Democrats fretted Wednesday over whether their party had suffered a meaningful setback in its effort to hold control of the U.S. Senate with the decision by one of their marquee candidates, John Fetterman of Pennsylvania, to take the debate stage Tuesday night while still recovering from a stroke.
The state’s lieutenant governor stumbled often over his words and spoke haltingly, displaying communication challenges that contrasted sharply with the onstage skills of his opponent, Republican Mehmet Oz, the celebrity doctor who has spent hundreds of hours in front of TV cameras as host of “The Doctor Oz Show,” which ran for 13 seasons.
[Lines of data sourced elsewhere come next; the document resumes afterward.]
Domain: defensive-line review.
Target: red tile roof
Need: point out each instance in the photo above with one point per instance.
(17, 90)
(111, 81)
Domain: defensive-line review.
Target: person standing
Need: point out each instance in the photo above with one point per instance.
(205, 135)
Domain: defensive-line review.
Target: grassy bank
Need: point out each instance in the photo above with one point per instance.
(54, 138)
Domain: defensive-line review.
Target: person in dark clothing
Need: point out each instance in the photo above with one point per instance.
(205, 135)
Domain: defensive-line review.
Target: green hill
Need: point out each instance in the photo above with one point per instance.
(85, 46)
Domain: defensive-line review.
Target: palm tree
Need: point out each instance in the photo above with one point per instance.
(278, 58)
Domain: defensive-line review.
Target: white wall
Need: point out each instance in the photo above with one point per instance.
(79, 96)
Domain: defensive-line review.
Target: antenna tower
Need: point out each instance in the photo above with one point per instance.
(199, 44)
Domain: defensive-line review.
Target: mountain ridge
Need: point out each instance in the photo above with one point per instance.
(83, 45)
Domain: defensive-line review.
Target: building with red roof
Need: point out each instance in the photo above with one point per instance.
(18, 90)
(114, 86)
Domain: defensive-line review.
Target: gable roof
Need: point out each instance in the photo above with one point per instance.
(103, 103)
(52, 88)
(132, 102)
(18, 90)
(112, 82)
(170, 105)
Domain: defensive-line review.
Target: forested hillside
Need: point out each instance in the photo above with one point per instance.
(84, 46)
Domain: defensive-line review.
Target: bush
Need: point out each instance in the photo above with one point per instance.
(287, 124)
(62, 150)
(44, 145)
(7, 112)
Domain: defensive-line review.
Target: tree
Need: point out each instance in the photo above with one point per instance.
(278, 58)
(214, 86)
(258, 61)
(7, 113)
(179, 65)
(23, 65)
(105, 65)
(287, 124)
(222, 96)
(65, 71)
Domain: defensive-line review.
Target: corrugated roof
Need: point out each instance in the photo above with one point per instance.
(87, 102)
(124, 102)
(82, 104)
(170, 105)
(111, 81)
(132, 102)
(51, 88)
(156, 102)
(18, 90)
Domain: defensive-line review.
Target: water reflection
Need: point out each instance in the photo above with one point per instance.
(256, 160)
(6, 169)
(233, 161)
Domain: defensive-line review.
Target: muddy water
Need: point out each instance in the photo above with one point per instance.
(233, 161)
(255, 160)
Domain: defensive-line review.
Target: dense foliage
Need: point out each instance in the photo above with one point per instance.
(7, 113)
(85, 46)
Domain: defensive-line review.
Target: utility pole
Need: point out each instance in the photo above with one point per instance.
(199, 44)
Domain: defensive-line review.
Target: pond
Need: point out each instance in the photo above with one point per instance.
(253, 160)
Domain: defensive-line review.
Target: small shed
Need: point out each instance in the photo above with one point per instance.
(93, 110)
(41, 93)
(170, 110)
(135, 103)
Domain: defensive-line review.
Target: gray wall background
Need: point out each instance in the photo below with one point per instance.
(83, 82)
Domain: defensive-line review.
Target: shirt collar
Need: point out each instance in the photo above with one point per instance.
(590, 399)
Fetterman suffered a stroke in May that he has said didn’t affect his cognitive skills but left him with challenges in processing language and, at times, articulating words.
“A super PAC associated with Donald Trump started airing a new television ad Wednesday in Pennsylvania that highlights Fetterman’s post-stroke speech issues and suggesting the Democrat ‘just isn’t right.’”
“I wanted to cry. It was very difficult to watch,’’ said Larry Ceisler, a Democrat and statewide public-affairs consultant in Philadelphia, who supports Fetterman.
David Axelrod, a top Democratic strategist who led both of Barack Obama’s presidential campaigns, said on Twitter
that Fetterman failed on his primary debate goal: “Fetterman needed to show he’s sufficiently recovered.”